In our November 2011 Banking and Commercial Law legal update we discussed the impact of the Steigrad v BFSL 2007 Ltd (Auckland High Court, 15 September 2011, Justice Lang) decision relating to directors and officers insurance.  In December 2012 the Court of Appeal reversed that High Court decision.

This case involved three former directors of the failed finance company Bridgecorp.  Bridgecorp had effected directors and officers insurance for the directors that covered both damages or compensation payments and defence costs within the same limit.  Bridgecorp brought a claim against the directors of more than $442m.  The directors sought to use the D&O insurance for the defence costs incurred in defending this claim.  However, Bridgecorp informed the insurer that it had a charge over the D&O insurance under section 9 of the Law Reform Act 1936.  As the value of the Bridgecorp claim was larger than the policy limit of $20m, Bridgecorp alleged no defence costs could be reimbursed as the entire policy limit was subject to the charge.

The directors applied to the High Court for a declaration that the charge did not prevent the insurer from reimbursing them for defence costs that they were legally entitled to.  The High Court did not accept this and held that the charge applied to prevent them being reimbursed for defence costs.

The Court of Appeal reversed the High Court decision for two reasons:

  • The right to be paid defence costs under the policy is an absolute right.  In this case, the policy clearly recognised that defence costs would be paid prior to any damages payment being required (as both damages and defence costs were payable as and when they were incurred).  The payment of defence costs may also prevent a payment for damages ever being required.  The charge could not apply over insurance that was lawfully payable to the directors for defence costs.
  • Section 9 was not intended to rewrite the contract between parties.  It is a mechanism to allow third parties to access funds directly that the insurer was obliged to pay the insured to meet the insured's liability to the third party.  If the charge applied, it may require the insurer to contribute its own money to pay for defence costs if it wished to defend the claim.  The charge is also subject to both the liability of the insured to the third party being established as well as the liability of the insurer to pay out under the claim to the insured being established.

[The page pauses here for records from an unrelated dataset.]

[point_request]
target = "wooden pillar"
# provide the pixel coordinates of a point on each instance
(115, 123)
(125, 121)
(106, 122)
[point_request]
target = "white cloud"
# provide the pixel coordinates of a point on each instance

The Court of Appeal held that the charge remains contingent and does not crystallise until the insurer has an obligation to pay to the insured the amount owing by the insured to the third party.

While this case returns the status of directors and officers insurance to what it was prior to the High Court decision, it is likely that the Court of Appeal's decision will be appealed to the Supreme Court.  Therefore, until any appeal is complete, it would be prudent for directors to ensure they have sufficient cover in place to continue.  As mentioned in our November legal update, options include:

  • Taking out a statutory liability policy (though note that these policies will only help cover defence costs in actions and investigations which involve breaches of statute and will not cover civil claims)
  • Increasing the level of cover on your D&O policy to ensure adequate coverage for all likely claims and defence costs, or
  • Taking out a separate defence costs insurance policy.